Queen consort of Toungoo
- Reign: 1470 – 1481
- Successor: Min Hla Myat
- Born: early 1410s Ava (Inwa)
- Died: c. 1480s? Toungoo (Taungoo)
- Spouse: Sithu Kyawhtin of Toungoo
- Issue: Min Sithu (son) Min Hla Nyet (daughter) Min Htwe (son)
- House: Ava
- Father: Minye Kyawswa
- Mother: Saw Min Hla
- Religion: Theravada Buddhism

= Min Hla Htut of Pyakaung =

 Min Hla Htut of Pyakaung (ပြကောင်း မင်းသမီး မင်းလှထွတ်, /my/) was the chief queen of Viceroy Sithu Kyawhtin of Toungoo (r. 1470–1481).

==Brief==
In her youth, the eldest daughter of Crown Prince Minye Kyawswa and Saw Min Hla, was known as the Princess of Pyakaung. She was later married to Sithu Kyawhtin, a member of Ava royalty.

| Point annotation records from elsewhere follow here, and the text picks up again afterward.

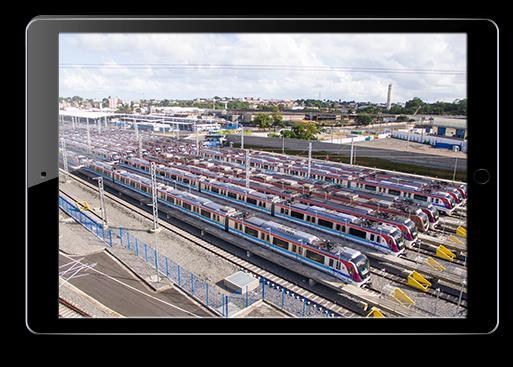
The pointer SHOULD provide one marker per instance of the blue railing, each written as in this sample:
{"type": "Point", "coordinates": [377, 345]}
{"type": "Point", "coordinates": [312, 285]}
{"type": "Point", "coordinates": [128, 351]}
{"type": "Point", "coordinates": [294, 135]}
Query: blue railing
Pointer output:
{"type": "Point", "coordinates": [212, 296]}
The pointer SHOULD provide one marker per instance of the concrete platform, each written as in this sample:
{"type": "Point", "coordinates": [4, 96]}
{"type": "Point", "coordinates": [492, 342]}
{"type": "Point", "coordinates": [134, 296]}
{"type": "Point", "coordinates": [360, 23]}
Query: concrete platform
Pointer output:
{"type": "Point", "coordinates": [112, 285]}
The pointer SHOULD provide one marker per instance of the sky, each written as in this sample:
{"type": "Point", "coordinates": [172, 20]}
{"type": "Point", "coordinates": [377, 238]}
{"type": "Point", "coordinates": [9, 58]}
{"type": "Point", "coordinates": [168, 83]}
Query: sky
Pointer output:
{"type": "Point", "coordinates": [274, 65]}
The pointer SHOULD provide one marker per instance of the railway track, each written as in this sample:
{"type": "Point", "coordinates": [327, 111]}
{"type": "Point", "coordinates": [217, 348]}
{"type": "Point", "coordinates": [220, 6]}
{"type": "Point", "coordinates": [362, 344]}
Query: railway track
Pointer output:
{"type": "Point", "coordinates": [235, 260]}
{"type": "Point", "coordinates": [69, 310]}
{"type": "Point", "coordinates": [389, 306]}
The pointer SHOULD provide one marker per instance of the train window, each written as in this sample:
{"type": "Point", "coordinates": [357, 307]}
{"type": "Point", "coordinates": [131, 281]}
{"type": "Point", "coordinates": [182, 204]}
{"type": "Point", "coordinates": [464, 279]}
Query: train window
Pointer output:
{"type": "Point", "coordinates": [357, 232]}
{"type": "Point", "coordinates": [251, 201]}
{"type": "Point", "coordinates": [251, 232]}
{"type": "Point", "coordinates": [420, 197]}
{"type": "Point", "coordinates": [325, 223]}
{"type": "Point", "coordinates": [370, 187]}
{"type": "Point", "coordinates": [315, 256]}
{"type": "Point", "coordinates": [297, 215]}
{"type": "Point", "coordinates": [281, 243]}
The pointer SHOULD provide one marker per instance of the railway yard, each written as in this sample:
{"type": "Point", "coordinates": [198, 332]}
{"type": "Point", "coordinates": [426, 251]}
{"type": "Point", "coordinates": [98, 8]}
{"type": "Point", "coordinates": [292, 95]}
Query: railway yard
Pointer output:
{"type": "Point", "coordinates": [354, 241]}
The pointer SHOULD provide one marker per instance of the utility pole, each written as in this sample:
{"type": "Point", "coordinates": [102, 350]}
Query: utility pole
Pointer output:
{"type": "Point", "coordinates": [455, 166]}
{"type": "Point", "coordinates": [88, 136]}
{"type": "Point", "coordinates": [102, 202]}
{"type": "Point", "coordinates": [463, 282]}
{"type": "Point", "coordinates": [197, 137]}
{"type": "Point", "coordinates": [309, 159]}
{"type": "Point", "coordinates": [242, 137]}
{"type": "Point", "coordinates": [247, 168]}
{"type": "Point", "coordinates": [352, 150]}
{"type": "Point", "coordinates": [65, 159]}
{"type": "Point", "coordinates": [140, 146]}
{"type": "Point", "coordinates": [155, 212]}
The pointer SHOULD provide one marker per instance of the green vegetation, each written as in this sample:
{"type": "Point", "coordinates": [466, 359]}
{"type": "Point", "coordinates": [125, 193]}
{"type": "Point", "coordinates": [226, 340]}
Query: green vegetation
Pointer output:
{"type": "Point", "coordinates": [304, 130]}
{"type": "Point", "coordinates": [363, 119]}
{"type": "Point", "coordinates": [378, 163]}
{"type": "Point", "coordinates": [457, 107]}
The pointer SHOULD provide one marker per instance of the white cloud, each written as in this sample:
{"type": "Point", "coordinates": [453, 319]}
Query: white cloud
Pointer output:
{"type": "Point", "coordinates": [401, 51]}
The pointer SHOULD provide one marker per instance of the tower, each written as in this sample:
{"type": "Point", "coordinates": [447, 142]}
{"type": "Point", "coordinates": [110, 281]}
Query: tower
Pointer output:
{"type": "Point", "coordinates": [389, 97]}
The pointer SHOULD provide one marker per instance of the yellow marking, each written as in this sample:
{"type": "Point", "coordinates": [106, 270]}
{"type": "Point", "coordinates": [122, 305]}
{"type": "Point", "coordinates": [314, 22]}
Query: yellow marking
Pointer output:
{"type": "Point", "coordinates": [376, 313]}
{"type": "Point", "coordinates": [444, 253]}
{"type": "Point", "coordinates": [402, 297]}
{"type": "Point", "coordinates": [434, 264]}
{"type": "Point", "coordinates": [416, 280]}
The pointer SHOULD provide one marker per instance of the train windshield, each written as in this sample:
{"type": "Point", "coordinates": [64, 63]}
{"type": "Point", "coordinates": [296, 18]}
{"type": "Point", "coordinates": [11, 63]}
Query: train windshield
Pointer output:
{"type": "Point", "coordinates": [399, 238]}
{"type": "Point", "coordinates": [423, 216]}
{"type": "Point", "coordinates": [411, 226]}
{"type": "Point", "coordinates": [362, 263]}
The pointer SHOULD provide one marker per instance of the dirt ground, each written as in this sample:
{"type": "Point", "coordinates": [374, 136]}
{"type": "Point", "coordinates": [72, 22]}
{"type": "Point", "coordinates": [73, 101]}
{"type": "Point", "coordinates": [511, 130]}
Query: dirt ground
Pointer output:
{"type": "Point", "coordinates": [403, 145]}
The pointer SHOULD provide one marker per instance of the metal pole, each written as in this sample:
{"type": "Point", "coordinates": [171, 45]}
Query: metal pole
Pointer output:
{"type": "Point", "coordinates": [65, 159]}
{"type": "Point", "coordinates": [461, 295]}
{"type": "Point", "coordinates": [242, 137]}
{"type": "Point", "coordinates": [155, 211]}
{"type": "Point", "coordinates": [197, 136]}
{"type": "Point", "coordinates": [88, 136]}
{"type": "Point", "coordinates": [102, 202]}
{"type": "Point", "coordinates": [247, 168]}
{"type": "Point", "coordinates": [140, 146]}
{"type": "Point", "coordinates": [455, 166]}
{"type": "Point", "coordinates": [351, 158]}
{"type": "Point", "coordinates": [309, 159]}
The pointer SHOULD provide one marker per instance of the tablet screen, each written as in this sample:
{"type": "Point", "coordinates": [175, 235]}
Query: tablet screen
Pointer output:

The princess had two sons and a daughter: Min Sithu, Min Hla Nyet and Min Htwe. In 1470, she and the family moved to Toungoo after her husband was appointed governor of the rebellion-prone vassal state of Ava. Her elder brother Minye Kyawhtin of Toungoo had raised a rebellion there from 1451 to 1459. The future founders of Toungoo Dynasty descended from her. She was the maternal grandmother of King Mingyi Nyo, who broke away from Ava in 1510, and a maternal great-grandmother of King Tabinshwehti who founded the Toungoo Empire.

==Ancestry==
The princess was descended from Ava and Pagan royal lines from her father's side.

==Bibliography==
- Kala, U (1724). "Maha Yazawin"
- Royal Historical Commission of Burma (1832). "Hmannan Yazawin"
- Sein Lwin Lay, Kahtika U (1968). "Mintaya Shwe Hti and Bayinnaung: Ketumadi Taungoo Yazawin"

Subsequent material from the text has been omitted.